I don't know if the fault for all this lies with the Patent and Trademark Office, or with patent legislation, but software patents should be much rarer and much narrower in scope than they are now.


January 28th, 2013 at 12:23 AM ^

The problem with software patents isn't so much that the enforcement as the fact that for many years the examiners had so few resources to rely on for prior art that bad patents were getting issued.  It's happened with other fields in their infancy, and over time the database of prior art fills out and these types of patents become rarer.  Also, the USPTO adopted a crowdsourcing-type program called Peer-to-Patent a couple of years ago that seeks prior art references from the community, with a particular eye on circumstances like this.  Still not a perfect system, but it is improving.  I do agree, though, that term limits for a variety of patents, including software and hardware, should be shortened, or at the very least tiered such that protection disappates the more ubiquitous the underlying technology becomes.

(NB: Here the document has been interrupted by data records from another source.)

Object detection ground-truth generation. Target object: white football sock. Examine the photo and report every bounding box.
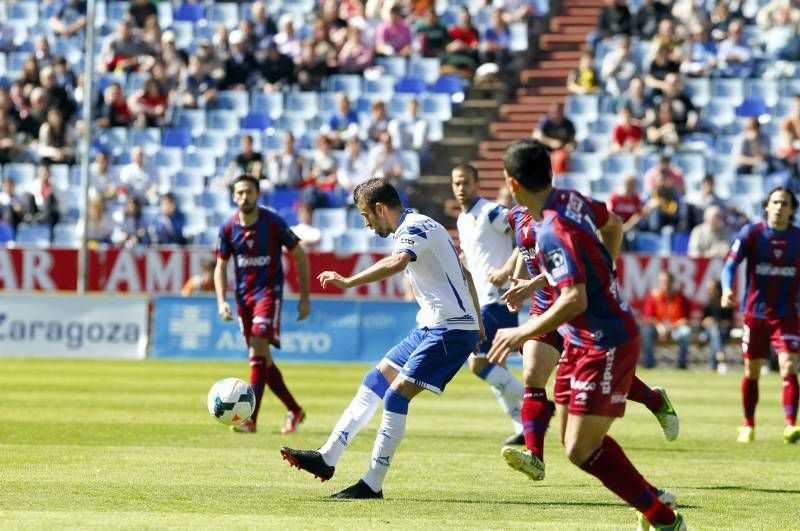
[319,385,383,466]
[484,365,525,433]
[364,409,407,492]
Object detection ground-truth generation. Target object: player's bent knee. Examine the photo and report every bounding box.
[467,356,489,376]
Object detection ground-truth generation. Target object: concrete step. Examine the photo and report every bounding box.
[444,117,489,139]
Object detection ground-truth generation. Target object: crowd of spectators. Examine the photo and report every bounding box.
[0,0,533,243]
[533,0,800,256]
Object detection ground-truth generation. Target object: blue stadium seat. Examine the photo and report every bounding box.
[161,127,192,149]
[268,188,300,210]
[508,22,528,52]
[53,223,81,247]
[173,109,206,136]
[239,112,272,131]
[15,223,50,247]
[311,208,347,234]
[183,151,217,177]
[672,152,706,180]
[375,56,408,79]
[603,153,636,175]
[711,77,744,106]
[206,2,238,30]
[633,232,664,254]
[553,172,592,195]
[394,76,428,94]
[208,91,248,117]
[255,92,283,120]
[284,92,319,119]
[400,149,420,181]
[128,127,161,156]
[106,1,131,22]
[3,162,36,188]
[328,74,363,100]
[172,4,205,24]
[7,1,39,28]
[194,131,230,157]
[408,56,442,85]
[419,94,453,122]
[431,75,464,105]
[569,152,602,180]
[363,76,396,100]
[683,78,711,108]
[736,99,769,118]
[744,79,780,107]
[206,111,239,136]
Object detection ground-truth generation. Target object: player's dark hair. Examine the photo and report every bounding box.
[453,163,478,183]
[230,173,261,193]
[503,138,553,192]
[761,186,798,213]
[353,177,403,209]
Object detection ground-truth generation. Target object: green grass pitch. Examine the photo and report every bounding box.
[0,359,800,530]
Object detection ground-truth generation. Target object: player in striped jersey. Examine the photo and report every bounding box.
[214,174,311,434]
[722,188,800,443]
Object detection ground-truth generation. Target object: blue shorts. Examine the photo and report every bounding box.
[383,328,480,394]
[480,303,519,355]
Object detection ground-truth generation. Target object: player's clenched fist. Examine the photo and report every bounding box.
[486,328,524,365]
[317,271,347,289]
[217,302,233,321]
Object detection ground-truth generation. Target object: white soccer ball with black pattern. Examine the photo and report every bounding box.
[208,378,256,426]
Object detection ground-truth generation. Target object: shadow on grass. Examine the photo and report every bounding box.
[680,485,800,496]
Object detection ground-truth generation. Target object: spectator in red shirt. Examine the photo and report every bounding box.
[608,175,642,233]
[445,6,480,70]
[611,107,642,154]
[375,5,413,57]
[642,271,692,369]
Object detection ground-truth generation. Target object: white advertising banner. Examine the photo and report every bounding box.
[0,293,148,359]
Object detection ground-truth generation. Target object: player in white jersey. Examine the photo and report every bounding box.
[281,179,484,499]
[451,164,525,445]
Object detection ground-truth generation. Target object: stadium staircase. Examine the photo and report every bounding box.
[471,0,603,198]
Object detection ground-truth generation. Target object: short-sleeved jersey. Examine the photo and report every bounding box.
[508,205,556,315]
[392,210,478,330]
[535,189,639,349]
[456,197,513,306]
[217,207,299,306]
[728,221,800,319]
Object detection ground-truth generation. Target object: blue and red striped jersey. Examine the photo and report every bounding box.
[217,207,300,306]
[535,189,639,349]
[728,221,800,319]
[508,205,556,314]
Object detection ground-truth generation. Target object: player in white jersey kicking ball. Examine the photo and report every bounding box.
[281,179,485,499]
[451,164,525,444]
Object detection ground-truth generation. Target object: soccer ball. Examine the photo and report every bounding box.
[208,378,256,426]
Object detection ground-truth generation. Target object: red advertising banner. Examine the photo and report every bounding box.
[0,248,744,310]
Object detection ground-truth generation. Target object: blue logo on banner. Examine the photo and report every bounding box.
[151,296,418,361]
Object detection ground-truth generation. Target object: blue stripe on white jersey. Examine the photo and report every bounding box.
[393,210,478,330]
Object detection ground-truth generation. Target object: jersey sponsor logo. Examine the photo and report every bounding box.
[545,249,569,281]
[756,263,797,277]
[236,255,271,267]
[569,378,597,391]
[600,348,617,395]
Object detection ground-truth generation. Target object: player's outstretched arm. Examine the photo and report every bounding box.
[292,245,311,321]
[486,284,589,364]
[720,258,739,308]
[214,258,233,321]
[599,212,623,262]
[317,252,411,289]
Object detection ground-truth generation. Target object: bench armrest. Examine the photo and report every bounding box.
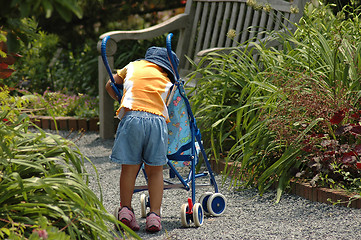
[196,30,286,59]
[99,13,189,42]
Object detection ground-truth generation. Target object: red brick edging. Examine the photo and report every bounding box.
[30,116,99,131]
[211,160,361,208]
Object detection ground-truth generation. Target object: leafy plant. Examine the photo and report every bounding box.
[191,4,361,200]
[18,90,99,118]
[0,89,139,239]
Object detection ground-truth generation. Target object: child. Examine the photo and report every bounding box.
[106,47,179,232]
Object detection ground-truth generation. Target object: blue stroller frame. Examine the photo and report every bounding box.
[101,33,226,227]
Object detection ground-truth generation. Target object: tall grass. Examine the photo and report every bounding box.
[191,4,361,200]
[0,90,139,239]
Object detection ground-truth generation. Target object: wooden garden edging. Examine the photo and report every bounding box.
[210,159,361,208]
[30,116,99,132]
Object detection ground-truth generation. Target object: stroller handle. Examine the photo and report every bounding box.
[166,33,179,80]
[100,36,122,102]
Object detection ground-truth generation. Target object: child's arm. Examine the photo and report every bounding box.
[105,74,123,101]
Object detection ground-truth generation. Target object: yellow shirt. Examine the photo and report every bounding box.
[117,60,172,122]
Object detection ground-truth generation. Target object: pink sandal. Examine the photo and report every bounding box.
[115,207,139,231]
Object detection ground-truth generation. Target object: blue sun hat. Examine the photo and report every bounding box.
[145,47,179,83]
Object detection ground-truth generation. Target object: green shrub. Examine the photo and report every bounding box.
[20,90,99,118]
[0,89,139,239]
[192,4,361,199]
[3,19,98,96]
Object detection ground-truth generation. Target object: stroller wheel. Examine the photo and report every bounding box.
[193,203,204,227]
[199,192,213,216]
[181,203,191,227]
[207,193,227,217]
[140,193,147,218]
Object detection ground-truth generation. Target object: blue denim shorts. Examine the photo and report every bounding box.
[110,111,168,166]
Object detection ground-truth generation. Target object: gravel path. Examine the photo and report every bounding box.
[60,132,361,240]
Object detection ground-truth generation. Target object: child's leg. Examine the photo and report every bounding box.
[145,164,164,216]
[119,164,141,209]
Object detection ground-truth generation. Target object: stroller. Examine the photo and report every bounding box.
[101,33,227,227]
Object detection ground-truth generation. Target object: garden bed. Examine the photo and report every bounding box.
[210,159,361,209]
[30,116,361,209]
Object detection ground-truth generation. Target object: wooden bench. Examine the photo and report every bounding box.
[98,0,307,138]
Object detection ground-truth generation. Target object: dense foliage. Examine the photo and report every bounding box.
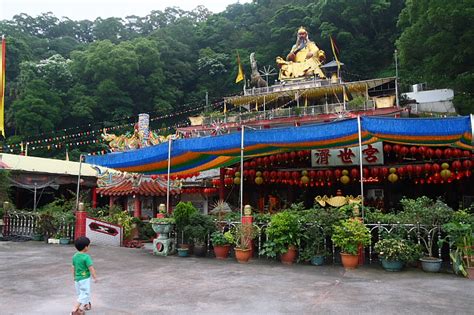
[0,0,474,158]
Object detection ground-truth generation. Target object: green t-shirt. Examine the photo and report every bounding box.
[72,252,92,281]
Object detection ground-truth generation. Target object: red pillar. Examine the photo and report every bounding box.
[133,196,142,218]
[109,196,115,208]
[92,187,97,209]
[242,215,254,257]
[219,168,225,201]
[74,207,87,239]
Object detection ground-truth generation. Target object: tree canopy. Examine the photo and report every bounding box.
[0,0,474,156]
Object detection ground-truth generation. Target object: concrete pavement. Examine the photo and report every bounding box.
[0,241,474,315]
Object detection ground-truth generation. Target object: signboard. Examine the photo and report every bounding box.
[86,217,123,246]
[311,142,383,167]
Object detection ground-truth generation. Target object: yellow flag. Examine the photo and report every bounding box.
[0,36,6,136]
[235,52,244,83]
[329,36,341,70]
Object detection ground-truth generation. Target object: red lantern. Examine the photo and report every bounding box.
[462,160,472,170]
[291,171,300,180]
[397,166,405,176]
[426,148,434,159]
[383,143,392,153]
[351,168,359,178]
[451,160,461,171]
[316,171,324,179]
[399,146,410,156]
[418,147,428,157]
[424,163,431,173]
[263,156,270,165]
[370,167,379,177]
[324,170,332,180]
[444,148,453,159]
[415,165,423,176]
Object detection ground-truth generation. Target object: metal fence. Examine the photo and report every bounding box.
[3,211,74,240]
[212,221,451,264]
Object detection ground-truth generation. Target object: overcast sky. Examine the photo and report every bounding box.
[0,0,251,21]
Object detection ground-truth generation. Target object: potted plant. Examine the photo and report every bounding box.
[400,196,454,272]
[226,223,258,263]
[438,210,474,277]
[261,211,301,265]
[184,213,216,257]
[298,224,327,266]
[211,231,233,259]
[331,218,370,269]
[150,218,175,233]
[374,238,419,271]
[173,201,198,252]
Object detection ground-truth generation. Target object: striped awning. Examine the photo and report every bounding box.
[86,116,473,174]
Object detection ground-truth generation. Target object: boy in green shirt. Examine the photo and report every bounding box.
[72,236,97,315]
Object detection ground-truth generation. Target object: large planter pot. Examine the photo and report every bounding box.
[420,257,443,272]
[280,245,296,265]
[59,237,69,245]
[178,248,189,257]
[193,245,207,257]
[341,253,359,269]
[466,267,474,280]
[214,245,230,259]
[381,258,403,271]
[151,223,173,233]
[235,248,252,263]
[311,255,324,266]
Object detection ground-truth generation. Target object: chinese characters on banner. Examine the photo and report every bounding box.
[311,142,383,167]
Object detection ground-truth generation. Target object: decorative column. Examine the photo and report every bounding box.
[92,187,97,209]
[133,196,142,218]
[109,196,115,208]
[241,205,254,257]
[219,168,225,201]
[74,202,87,240]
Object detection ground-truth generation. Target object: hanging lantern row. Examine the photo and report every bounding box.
[383,143,472,160]
[212,160,474,187]
[150,172,200,180]
[181,187,219,196]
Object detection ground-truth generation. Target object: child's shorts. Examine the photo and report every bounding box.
[74,278,91,304]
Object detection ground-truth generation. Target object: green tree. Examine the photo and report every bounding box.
[397,0,474,114]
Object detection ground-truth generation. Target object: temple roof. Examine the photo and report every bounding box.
[97,178,180,196]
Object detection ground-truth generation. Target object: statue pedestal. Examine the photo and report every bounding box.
[153,235,176,256]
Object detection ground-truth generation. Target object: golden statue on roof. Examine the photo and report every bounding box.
[276,27,326,80]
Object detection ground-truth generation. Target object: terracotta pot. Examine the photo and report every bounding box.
[280,245,296,265]
[341,253,359,269]
[214,245,230,259]
[235,248,252,264]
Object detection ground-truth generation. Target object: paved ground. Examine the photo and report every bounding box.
[0,241,474,315]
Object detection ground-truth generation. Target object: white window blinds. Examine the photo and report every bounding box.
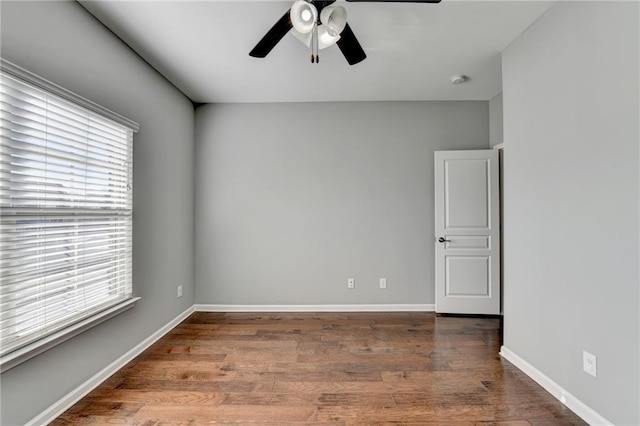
[0,65,133,362]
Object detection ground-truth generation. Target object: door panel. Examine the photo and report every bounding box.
[435,150,500,314]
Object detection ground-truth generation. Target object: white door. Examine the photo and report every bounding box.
[435,149,500,315]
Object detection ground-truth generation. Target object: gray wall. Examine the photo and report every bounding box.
[0,1,194,425]
[195,102,489,305]
[503,2,640,425]
[489,92,504,147]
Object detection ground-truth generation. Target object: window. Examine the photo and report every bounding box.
[0,61,137,369]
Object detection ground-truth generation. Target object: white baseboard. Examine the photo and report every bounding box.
[25,304,435,426]
[194,304,436,312]
[500,346,613,425]
[26,306,194,426]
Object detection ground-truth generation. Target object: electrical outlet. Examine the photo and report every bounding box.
[582,351,598,377]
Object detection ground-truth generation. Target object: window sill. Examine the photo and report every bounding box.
[0,297,141,373]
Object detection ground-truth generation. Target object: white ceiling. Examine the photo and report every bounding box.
[81,0,553,103]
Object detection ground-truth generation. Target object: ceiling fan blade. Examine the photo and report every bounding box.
[337,24,367,65]
[249,9,293,58]
[347,0,440,3]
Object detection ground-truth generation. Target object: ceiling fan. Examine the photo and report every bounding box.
[249,0,440,65]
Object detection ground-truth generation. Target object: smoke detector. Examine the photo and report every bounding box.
[451,74,469,84]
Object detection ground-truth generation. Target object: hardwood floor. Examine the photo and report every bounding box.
[52,312,585,426]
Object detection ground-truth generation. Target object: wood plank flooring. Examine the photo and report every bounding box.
[52,312,585,426]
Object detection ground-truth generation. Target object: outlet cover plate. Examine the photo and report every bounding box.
[582,351,598,377]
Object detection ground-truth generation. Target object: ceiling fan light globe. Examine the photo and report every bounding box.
[289,0,318,34]
[291,28,313,47]
[318,25,340,50]
[320,6,347,36]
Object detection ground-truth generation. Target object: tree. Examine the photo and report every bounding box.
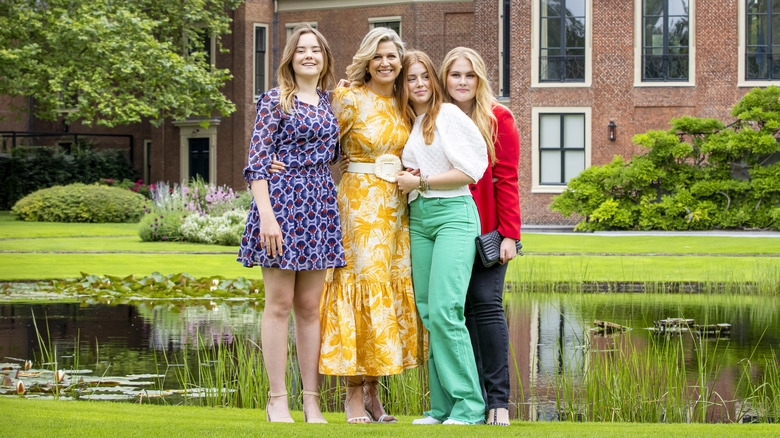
[0,0,242,127]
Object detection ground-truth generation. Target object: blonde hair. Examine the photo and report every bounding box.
[276,23,334,114]
[347,27,406,89]
[398,51,444,144]
[440,47,508,164]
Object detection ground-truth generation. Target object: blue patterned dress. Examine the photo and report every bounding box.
[237,88,346,271]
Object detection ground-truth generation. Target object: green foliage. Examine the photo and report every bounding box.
[138,178,252,246]
[12,183,145,222]
[138,209,192,242]
[50,272,265,300]
[550,87,780,231]
[0,0,242,126]
[0,141,136,210]
[180,210,247,246]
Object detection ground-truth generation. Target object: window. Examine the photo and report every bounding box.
[634,0,696,87]
[642,0,690,81]
[254,24,268,99]
[539,0,585,82]
[532,108,591,193]
[745,0,780,81]
[531,0,593,87]
[498,0,512,97]
[368,17,401,36]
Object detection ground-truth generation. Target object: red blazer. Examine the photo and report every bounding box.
[469,105,521,240]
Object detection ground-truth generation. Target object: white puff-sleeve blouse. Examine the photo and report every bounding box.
[401,103,488,202]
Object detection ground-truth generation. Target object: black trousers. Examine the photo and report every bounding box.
[464,255,509,410]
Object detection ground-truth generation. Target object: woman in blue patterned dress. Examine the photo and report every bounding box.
[238,25,346,423]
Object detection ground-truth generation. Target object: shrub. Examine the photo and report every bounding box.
[138,209,192,242]
[0,140,137,210]
[98,178,156,198]
[138,178,252,245]
[12,183,145,222]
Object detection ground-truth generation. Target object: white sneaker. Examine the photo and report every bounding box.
[412,415,442,424]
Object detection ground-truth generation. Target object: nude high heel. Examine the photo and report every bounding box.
[302,389,328,424]
[265,391,295,423]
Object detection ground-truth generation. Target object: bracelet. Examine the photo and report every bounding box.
[417,174,430,192]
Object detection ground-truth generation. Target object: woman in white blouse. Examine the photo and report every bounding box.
[396,52,488,424]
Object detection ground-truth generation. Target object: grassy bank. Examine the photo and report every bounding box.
[0,398,780,438]
[0,212,780,283]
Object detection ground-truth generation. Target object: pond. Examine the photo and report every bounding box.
[0,292,780,421]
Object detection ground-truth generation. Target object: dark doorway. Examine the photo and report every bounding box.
[188,138,209,182]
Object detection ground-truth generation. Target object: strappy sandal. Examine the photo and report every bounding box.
[363,380,398,424]
[344,380,371,424]
[487,408,509,426]
[265,391,295,423]
[301,389,328,424]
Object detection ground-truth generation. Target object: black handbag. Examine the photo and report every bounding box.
[475,230,523,268]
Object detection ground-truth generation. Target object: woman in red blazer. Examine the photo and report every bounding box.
[439,47,521,426]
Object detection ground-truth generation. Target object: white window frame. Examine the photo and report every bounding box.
[284,21,317,37]
[531,0,593,88]
[252,23,271,102]
[368,15,404,37]
[634,0,696,87]
[142,138,152,185]
[531,106,593,193]
[737,0,780,88]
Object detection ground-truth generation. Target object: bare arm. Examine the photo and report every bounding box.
[249,179,282,257]
[396,169,476,193]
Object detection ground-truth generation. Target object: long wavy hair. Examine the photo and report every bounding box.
[347,27,406,89]
[440,47,508,164]
[398,50,444,144]
[276,23,335,114]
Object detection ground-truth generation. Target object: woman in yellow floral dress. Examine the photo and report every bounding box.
[320,28,426,423]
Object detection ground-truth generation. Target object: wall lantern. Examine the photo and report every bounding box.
[607,120,617,141]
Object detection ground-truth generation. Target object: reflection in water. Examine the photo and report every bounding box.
[505,293,780,421]
[0,293,780,421]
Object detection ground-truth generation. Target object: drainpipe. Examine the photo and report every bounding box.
[271,0,279,87]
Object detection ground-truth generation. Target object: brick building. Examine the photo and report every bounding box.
[0,0,768,224]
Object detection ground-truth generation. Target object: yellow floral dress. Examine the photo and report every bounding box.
[320,85,427,376]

And this is coming from a software developer AND an IP attorney.  


January 27th, 2013 at 10:40 PM ^

There is a joint NPR Planet Money/ This American Life show from a year or so ago that does a great job of detailing the Trolling issue. It does a much better job that I could, but I was too dumb to even take the IP Bar exam.


January 28th, 2013 at 12:19 AM ^

This is a big decision, and one that frankly needed to be made.  I understand the desire to protect one's intellectual property even if the principle venture fails, but companies like Soverain stymie innovation and put unnecessary taxes on successful companies through this trolling.

I love the court's reasoning because, for once, it felt both logical and systematic.  Even the expert witness's attempts to show differences amounted to "well, they didn't make a website when they used their system.  Of course, had the web been how it is now, they would have."